Graphing the Chisquare Correlations
The following graph shows the difference between the counts of significant
correlations for synchronized vs control pairs of eggs. There are, as noted,
more positive and less negative correlations in the synchronized
data than in controls. I am uncertain that the estimate for the standard
deviation (used to scale the graph) is statistically correct, and hence do not feel a
parametric test of differences is appropriate.

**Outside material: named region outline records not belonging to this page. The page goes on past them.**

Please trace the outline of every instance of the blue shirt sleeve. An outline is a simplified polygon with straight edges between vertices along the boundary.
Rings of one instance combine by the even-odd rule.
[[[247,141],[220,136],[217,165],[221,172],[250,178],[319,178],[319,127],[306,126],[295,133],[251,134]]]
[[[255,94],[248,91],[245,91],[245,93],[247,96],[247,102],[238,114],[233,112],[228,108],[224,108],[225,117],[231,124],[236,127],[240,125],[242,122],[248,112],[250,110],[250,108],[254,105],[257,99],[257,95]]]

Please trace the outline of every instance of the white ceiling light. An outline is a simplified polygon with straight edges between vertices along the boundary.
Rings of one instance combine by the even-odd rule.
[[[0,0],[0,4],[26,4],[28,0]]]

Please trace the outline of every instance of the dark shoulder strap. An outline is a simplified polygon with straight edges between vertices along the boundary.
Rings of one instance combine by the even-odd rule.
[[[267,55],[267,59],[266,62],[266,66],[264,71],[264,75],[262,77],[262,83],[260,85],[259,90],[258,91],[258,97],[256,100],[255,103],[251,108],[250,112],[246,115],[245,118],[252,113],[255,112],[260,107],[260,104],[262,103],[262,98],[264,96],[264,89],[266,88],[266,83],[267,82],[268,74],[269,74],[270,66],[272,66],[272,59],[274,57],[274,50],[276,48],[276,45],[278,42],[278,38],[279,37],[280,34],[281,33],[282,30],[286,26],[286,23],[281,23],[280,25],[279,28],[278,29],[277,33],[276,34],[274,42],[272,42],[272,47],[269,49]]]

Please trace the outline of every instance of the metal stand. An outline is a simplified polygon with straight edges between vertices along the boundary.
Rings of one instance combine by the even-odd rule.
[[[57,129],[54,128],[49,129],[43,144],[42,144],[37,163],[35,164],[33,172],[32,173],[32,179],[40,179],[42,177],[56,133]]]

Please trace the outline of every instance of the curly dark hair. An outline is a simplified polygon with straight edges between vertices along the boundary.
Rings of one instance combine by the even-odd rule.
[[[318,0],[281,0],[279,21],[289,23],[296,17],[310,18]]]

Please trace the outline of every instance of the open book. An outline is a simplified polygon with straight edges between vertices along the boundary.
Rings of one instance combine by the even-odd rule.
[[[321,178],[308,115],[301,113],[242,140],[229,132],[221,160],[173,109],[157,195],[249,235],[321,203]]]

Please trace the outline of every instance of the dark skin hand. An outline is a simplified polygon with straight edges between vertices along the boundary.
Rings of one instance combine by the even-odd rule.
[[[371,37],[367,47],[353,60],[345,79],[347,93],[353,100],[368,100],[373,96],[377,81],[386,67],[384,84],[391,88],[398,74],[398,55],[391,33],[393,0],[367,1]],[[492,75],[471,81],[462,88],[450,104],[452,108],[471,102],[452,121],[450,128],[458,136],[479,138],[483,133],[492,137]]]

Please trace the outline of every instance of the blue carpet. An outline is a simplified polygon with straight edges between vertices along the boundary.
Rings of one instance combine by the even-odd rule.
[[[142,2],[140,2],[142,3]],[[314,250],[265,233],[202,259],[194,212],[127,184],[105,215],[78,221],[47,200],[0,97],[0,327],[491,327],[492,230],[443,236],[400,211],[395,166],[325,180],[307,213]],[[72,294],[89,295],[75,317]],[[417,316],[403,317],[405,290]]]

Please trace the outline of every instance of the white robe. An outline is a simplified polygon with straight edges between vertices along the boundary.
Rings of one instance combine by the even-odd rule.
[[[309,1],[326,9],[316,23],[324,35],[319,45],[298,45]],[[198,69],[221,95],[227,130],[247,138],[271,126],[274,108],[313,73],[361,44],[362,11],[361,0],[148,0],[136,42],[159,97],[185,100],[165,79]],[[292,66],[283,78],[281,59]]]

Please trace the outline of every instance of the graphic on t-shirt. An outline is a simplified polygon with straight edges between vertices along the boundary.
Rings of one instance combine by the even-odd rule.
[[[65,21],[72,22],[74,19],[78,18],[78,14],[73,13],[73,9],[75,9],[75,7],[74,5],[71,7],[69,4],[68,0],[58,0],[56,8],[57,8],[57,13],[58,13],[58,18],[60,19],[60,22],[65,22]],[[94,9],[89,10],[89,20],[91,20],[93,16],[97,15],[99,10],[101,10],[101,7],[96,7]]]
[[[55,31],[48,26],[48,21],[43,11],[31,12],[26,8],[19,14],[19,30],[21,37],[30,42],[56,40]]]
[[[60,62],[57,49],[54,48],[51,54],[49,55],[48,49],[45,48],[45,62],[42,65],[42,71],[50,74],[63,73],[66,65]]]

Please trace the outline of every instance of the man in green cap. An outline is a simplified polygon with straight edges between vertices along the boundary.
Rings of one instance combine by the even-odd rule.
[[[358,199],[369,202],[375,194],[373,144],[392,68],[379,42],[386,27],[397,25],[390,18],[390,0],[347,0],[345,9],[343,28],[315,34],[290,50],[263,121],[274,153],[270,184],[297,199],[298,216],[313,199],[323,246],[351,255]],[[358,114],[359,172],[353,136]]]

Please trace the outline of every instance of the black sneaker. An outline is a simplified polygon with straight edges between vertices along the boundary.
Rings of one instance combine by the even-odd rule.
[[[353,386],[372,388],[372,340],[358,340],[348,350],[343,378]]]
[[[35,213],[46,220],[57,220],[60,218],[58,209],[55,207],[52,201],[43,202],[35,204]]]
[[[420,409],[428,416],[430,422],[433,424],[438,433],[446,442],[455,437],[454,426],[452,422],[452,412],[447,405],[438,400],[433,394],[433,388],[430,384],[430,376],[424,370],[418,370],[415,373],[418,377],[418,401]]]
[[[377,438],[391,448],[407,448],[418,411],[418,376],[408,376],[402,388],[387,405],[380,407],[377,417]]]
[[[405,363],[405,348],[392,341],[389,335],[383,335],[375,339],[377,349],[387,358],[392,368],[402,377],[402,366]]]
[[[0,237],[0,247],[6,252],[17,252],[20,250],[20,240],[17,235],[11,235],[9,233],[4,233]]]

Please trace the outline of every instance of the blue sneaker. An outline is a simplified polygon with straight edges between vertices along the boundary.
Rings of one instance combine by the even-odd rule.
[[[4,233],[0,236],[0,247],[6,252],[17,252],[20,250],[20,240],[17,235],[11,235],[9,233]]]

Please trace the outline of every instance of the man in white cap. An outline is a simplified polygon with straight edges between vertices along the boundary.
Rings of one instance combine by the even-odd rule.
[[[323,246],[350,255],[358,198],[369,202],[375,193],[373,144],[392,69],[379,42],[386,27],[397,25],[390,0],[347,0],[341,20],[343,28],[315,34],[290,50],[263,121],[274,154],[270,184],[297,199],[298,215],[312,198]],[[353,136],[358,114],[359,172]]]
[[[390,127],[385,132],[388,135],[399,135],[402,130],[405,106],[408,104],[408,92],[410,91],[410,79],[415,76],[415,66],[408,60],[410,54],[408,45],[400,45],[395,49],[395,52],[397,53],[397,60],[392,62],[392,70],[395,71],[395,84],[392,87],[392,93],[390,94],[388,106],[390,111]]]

A non-parametric Wilcoxon Signed-Rank test gives a two-tailed
probability of 0.078 for the excess of positive correlations, 0.039 for the
deficit of negative correlations, and p = 0.019 for the
difference between the positive and negative correlation counts,
providing further evidence that there may be a generalized effect of
correlation among the synchronized eggs.
This work is new, and there are issues such as the effects of possible non-independence and the computation of appropriate error estimates which need deeper consideration. Several people are involved, and part of the exchange is by email, allowing us to provide access to the discussion.